The U.S. research institute NREL held the conversion efficiency record for copper, indium, gallium, and selenium (CIGS) solar cells for 16 years but has lost this accolade to scientists at the Zentrum für Sonnenenergie- und Wasserstoff-Forschung Baden-Württemberg, Germany (Centre for Solar Energy and Hydrogen Research, ZSW). ZSW, based in Stuttgart, has demonstrated CIGS cell efficiency of 20.1% on a 0.5-square-centimetre cell. The Fraunhofer ISE in Freiburg, Germany has confirmed the new results.
“This record is for thin-film technology in general and not just CIGS solar cells,” noted Dr. Michael Powalla, member of the board and head of the photovoltaics division at ZSW. “It is the result of continuous systematic research which has been supported for years by the Federal Ministry of the Environment, Nature Conservation and Nuclear Safety, the Baden-Württemberg Ministry of Economics and the European Community. A major factor in achieving this top position was the close cooperation between basic research at the university, applied research at the ZSW, and production development at our industrial partner Würth Solar.”

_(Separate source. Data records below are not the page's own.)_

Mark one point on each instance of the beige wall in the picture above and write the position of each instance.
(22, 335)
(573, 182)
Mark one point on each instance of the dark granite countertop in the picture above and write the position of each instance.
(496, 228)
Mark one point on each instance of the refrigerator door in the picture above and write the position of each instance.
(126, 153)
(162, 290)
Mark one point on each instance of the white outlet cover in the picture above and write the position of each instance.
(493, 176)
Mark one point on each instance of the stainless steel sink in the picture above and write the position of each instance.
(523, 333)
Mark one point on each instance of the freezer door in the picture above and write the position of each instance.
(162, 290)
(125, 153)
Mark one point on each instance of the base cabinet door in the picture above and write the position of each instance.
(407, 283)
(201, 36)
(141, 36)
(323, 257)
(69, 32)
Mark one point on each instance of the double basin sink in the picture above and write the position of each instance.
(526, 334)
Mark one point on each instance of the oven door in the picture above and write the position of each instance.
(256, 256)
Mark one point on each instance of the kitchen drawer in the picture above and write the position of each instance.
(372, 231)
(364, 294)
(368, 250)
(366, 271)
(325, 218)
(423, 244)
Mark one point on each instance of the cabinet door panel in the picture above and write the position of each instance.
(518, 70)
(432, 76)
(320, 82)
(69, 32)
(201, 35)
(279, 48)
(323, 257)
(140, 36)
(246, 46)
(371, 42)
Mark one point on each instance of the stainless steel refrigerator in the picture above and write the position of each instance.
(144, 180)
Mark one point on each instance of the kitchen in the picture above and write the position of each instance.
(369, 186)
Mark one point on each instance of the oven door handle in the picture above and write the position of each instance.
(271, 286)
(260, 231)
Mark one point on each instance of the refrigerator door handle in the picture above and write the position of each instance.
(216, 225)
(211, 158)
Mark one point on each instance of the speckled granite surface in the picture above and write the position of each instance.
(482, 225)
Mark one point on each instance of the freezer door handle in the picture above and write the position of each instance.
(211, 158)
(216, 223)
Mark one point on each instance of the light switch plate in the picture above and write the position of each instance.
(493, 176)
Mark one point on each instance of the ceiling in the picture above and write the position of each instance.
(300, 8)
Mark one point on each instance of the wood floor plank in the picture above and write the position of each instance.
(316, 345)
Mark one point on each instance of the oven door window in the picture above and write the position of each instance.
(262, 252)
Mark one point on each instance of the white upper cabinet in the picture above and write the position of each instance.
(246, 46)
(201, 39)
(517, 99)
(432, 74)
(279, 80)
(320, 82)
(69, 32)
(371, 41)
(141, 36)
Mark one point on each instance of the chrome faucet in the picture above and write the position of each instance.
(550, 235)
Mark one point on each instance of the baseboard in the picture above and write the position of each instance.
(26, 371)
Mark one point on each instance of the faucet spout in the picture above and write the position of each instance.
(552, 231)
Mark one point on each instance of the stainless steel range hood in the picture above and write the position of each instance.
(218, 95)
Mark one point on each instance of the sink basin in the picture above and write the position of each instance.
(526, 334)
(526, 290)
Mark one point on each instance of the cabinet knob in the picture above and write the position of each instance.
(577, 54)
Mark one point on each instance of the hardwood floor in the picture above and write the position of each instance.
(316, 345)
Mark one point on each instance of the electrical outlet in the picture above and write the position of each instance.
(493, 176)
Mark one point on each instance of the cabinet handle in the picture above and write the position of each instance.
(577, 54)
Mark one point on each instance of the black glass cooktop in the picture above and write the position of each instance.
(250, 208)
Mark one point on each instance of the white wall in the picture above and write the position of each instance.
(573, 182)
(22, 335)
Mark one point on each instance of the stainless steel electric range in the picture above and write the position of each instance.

The solar cell consists of the semiconducting CIGS layer and contact layers. It has a total thickness of only four thousandths of a millimetre.
The new efficiency record shows the great potential of CIGS technology for lower-cost, efficient photovoltaic systems. Michael Powalla assumes that efficiency levels of up to 15% can also be achieved in commercial modules within the next few years.
The ZSW is the R&D partner of Würth Solar.